Burmistrz Rozprzy Artur Cubała pozwał w trybie wyborczym Przemysława Stępnia – kandydata w wyborach do rady miejskiej Rozprzy, z komitetu wyborczego Pawła Kowalczyka. Burmistrz zarzucał kandydatowi rozpowszechnianie nieprawdziwych informacji. Sąd w wydanym postanowieniu przychylił się do wniosku Artura Cubały, zakazał rozpowszechniania tych informacji i nakazał przeproszenie burmistrza. Dodatkowo, pozwany będzie musiał przekazać 1000 złotych na rzecz WOŚP.
O sprawie burmistrz Artur Cubała napisał w mediach społecznościowych.
Czas wyborów to szczególny okres, który powinien przebiegać w uczciwy sposób. Niestety czasem prawdę trzeba obronić w sądzie.
Zajmijmy się pracą i programami, a nie oczernianiem innych osób, mówieniem nieprawdy, pisaniem o pomysłach, które nie należą do zadań gminy czy zagrożonych inwestycjach.
Zanim będziemy mieć wszystko za darmo zastanówmy się jakim kosztem? Kosztem dróg, szkół czy jeszcze innym.
Okres wyborczy wkrótce się skończy i wróci czas pracy i realnych działań.
Chodzi o wpis z 2 marca umieszczony w mediach społecznościowych, na profilu facebookowym Przemysława Stępnia, a mówiący o tym, jakoby „polityka obecnych włodarzy gminy, doprowadziła do blisko 69% zadłużenia, poprzez co wiele inwestycji stanęło pod znakiem zapytania”.

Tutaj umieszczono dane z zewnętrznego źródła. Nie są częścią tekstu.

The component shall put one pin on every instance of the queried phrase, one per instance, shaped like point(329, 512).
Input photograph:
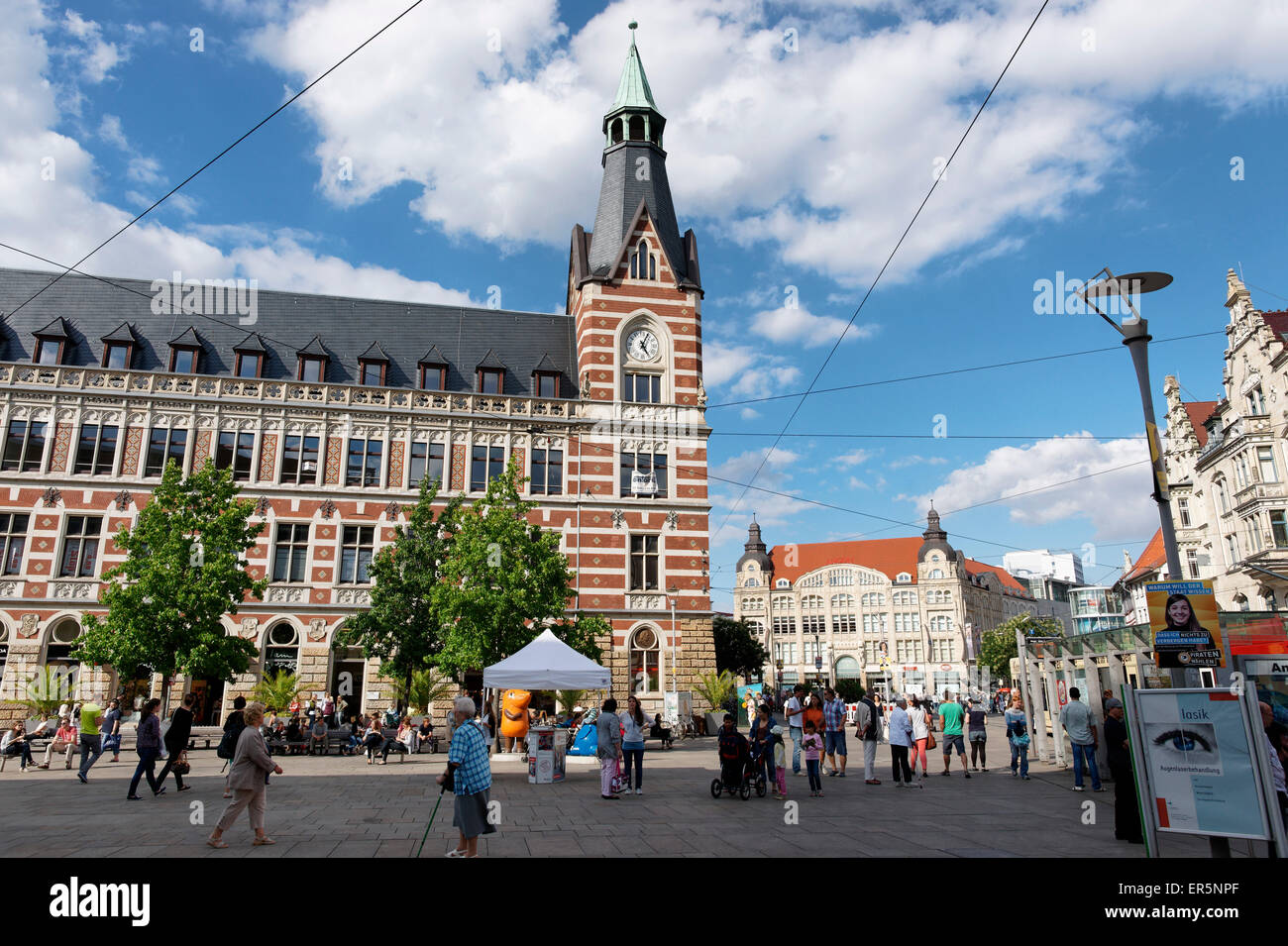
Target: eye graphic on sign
point(643, 345)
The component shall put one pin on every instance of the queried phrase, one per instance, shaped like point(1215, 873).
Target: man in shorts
point(833, 730)
point(951, 717)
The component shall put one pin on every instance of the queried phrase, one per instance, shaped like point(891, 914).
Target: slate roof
point(90, 308)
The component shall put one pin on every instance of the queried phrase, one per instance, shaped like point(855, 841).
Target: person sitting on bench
point(317, 735)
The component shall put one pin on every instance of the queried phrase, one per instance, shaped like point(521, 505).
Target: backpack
point(228, 744)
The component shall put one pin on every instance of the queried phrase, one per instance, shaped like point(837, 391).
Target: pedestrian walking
point(951, 717)
point(763, 744)
point(91, 738)
point(1080, 722)
point(1018, 735)
point(780, 764)
point(111, 730)
point(469, 768)
point(608, 731)
point(867, 727)
point(921, 722)
point(1126, 813)
point(632, 745)
point(977, 735)
point(794, 710)
point(812, 745)
point(176, 743)
point(149, 747)
point(833, 729)
point(248, 779)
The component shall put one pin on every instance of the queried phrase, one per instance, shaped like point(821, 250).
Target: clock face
point(643, 345)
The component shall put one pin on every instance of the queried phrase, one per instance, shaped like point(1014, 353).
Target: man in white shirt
point(795, 712)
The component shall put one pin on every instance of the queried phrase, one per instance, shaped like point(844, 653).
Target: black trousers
point(900, 762)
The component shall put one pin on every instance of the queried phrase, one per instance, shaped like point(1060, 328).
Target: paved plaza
point(342, 807)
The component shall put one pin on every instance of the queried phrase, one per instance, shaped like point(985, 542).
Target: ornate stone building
point(903, 615)
point(330, 411)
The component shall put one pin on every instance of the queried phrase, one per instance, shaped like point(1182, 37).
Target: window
point(643, 265)
point(546, 472)
point(356, 554)
point(291, 554)
point(642, 389)
point(1266, 465)
point(50, 352)
point(24, 446)
point(183, 361)
point(249, 365)
point(643, 563)
point(643, 473)
point(13, 541)
point(1278, 528)
point(300, 460)
point(312, 368)
point(644, 672)
point(433, 377)
point(425, 461)
point(235, 452)
point(163, 446)
point(546, 385)
point(95, 451)
point(80, 546)
point(485, 465)
point(364, 467)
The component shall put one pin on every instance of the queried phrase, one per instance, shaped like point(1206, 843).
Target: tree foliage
point(997, 646)
point(183, 572)
point(503, 579)
point(406, 620)
point(737, 649)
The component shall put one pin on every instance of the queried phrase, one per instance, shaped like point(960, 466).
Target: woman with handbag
point(1018, 735)
point(176, 744)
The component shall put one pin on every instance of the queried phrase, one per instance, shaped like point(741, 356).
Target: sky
point(449, 159)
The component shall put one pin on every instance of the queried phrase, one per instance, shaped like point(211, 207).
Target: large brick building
point(331, 409)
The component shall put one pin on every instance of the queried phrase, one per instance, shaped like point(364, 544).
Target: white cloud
point(1112, 502)
point(795, 325)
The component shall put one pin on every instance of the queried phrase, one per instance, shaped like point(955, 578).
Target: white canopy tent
point(548, 663)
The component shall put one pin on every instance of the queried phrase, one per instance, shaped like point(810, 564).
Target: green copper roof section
point(632, 91)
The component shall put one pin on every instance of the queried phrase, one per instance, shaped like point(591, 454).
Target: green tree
point(404, 624)
point(503, 579)
point(997, 646)
point(737, 650)
point(181, 575)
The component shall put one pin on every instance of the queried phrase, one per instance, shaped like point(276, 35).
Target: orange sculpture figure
point(514, 716)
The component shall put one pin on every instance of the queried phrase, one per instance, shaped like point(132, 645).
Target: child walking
point(780, 764)
point(812, 745)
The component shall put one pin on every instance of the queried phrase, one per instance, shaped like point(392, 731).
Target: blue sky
point(473, 132)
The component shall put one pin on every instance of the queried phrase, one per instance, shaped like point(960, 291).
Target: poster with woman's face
point(1183, 618)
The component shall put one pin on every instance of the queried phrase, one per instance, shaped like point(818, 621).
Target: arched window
point(643, 265)
point(644, 670)
point(282, 649)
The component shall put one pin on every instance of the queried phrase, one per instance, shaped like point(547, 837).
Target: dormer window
point(312, 368)
point(643, 264)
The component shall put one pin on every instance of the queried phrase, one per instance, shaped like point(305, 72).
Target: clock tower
point(635, 296)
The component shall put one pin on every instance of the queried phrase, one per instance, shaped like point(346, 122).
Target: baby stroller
point(738, 773)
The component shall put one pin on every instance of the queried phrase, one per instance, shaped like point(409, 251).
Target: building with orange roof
point(900, 614)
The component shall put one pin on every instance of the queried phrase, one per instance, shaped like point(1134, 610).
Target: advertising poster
point(1199, 764)
point(1183, 618)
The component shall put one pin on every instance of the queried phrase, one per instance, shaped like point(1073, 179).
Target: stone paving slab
point(339, 807)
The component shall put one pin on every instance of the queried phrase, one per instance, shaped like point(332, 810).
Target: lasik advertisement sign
point(1198, 757)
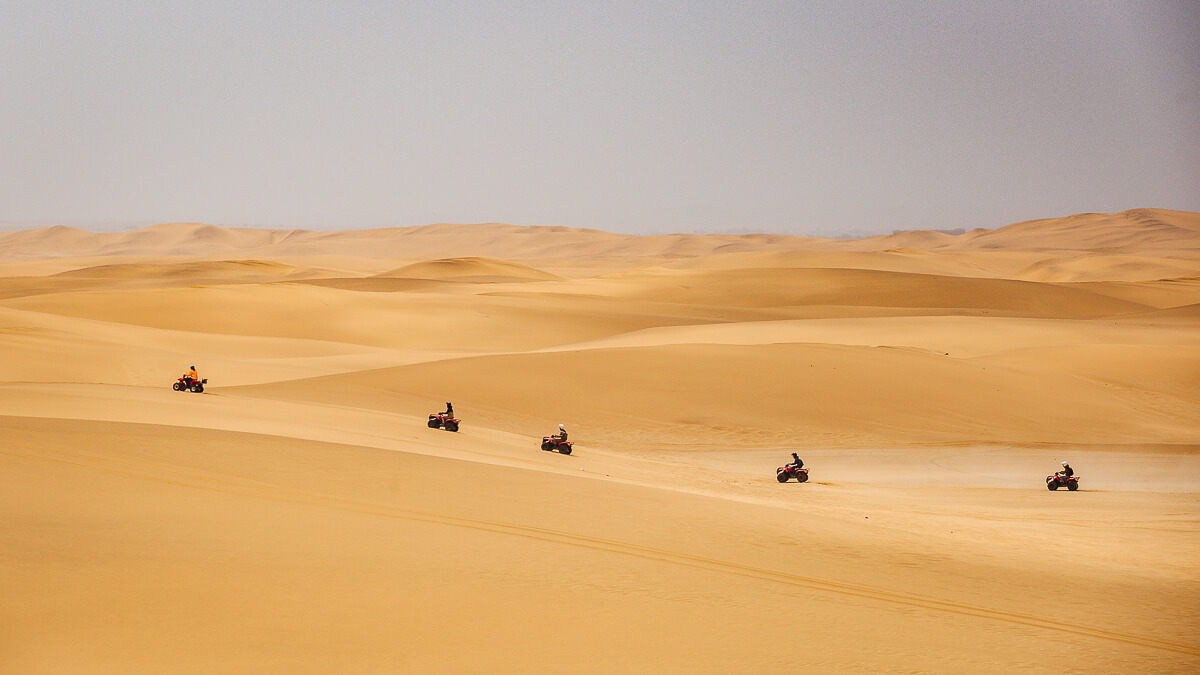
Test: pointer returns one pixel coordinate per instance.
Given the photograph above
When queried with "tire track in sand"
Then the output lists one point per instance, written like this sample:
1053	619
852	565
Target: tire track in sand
175	475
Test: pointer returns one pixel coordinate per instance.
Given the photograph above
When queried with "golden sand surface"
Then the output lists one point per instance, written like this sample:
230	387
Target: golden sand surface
300	517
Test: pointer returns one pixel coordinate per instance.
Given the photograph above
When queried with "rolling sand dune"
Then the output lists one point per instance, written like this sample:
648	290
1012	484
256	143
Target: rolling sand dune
299	515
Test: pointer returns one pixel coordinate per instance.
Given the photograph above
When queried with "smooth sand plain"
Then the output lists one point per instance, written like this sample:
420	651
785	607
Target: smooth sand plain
300	517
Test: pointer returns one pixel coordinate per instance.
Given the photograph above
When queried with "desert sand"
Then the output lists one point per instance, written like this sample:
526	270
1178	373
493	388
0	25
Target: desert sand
300	517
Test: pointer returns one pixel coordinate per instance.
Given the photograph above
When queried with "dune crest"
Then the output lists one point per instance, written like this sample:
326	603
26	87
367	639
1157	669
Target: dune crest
301	515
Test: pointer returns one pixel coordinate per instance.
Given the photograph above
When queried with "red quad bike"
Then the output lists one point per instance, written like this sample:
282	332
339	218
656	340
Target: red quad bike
443	420
1056	481
551	443
189	384
785	472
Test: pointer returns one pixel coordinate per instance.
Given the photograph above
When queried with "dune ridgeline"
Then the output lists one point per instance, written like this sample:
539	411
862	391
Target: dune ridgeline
299	515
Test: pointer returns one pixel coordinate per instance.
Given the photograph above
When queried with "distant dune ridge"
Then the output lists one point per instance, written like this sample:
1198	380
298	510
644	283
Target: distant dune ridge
1135	231
300	515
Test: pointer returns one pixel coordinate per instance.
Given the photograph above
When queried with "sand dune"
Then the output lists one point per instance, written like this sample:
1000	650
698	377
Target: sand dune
299	515
471	269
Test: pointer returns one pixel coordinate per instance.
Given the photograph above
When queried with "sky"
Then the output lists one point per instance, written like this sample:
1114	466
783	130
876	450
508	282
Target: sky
803	118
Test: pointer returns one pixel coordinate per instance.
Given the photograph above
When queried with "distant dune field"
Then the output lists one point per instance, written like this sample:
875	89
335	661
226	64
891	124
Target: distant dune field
299	515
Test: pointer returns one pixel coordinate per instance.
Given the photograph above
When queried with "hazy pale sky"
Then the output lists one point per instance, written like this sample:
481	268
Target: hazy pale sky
807	118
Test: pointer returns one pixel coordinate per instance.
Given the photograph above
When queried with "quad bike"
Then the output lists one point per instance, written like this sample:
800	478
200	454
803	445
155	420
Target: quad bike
1056	481
785	472
552	443
189	384
443	420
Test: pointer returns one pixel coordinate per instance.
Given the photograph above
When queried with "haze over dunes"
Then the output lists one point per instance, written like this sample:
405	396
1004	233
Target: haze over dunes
299	515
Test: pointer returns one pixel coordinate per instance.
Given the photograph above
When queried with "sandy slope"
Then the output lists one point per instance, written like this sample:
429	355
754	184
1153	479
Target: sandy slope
300	517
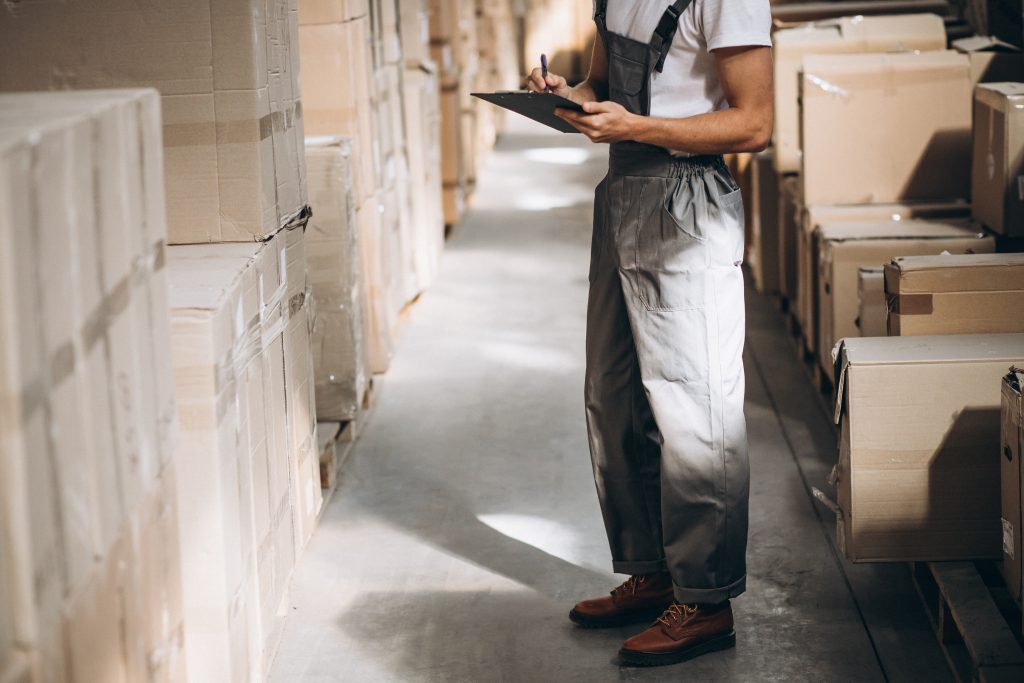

W uzasadnieniu wydanym przez Sąd Rejonowy w Piotrkowie Trybunalskim czytamy, że twierdzenie uczestnika postępowania Przemysłowa Stępnia, „w sposób nie budzący wątpliwości miało na celu zdyskredytowanie wnioskodawcy jako kandydata w wyborach na burmistrza Rozprzy.
W piśmie sądowym czytamy także, że uczestnik postępowania przyznał, że rozpowszechniona przez niego informacja o wysokości planowanego zadłużenia gminy Rozprza, była nieprawdziwa.
Sąd podnosi także, że w celu zapewnienia warunków do swobodnego uformowania się woli wyborców i podjęcia decyzji wyrażonej w akcie głosowania, należało zakazać P.Stępniowi dalszego rozpowszechniania nieprawdziwych informacji, nakazać mu sprostowanie, przeproszenie wnioskodawcy oraz wpłatę na cel charytatywny.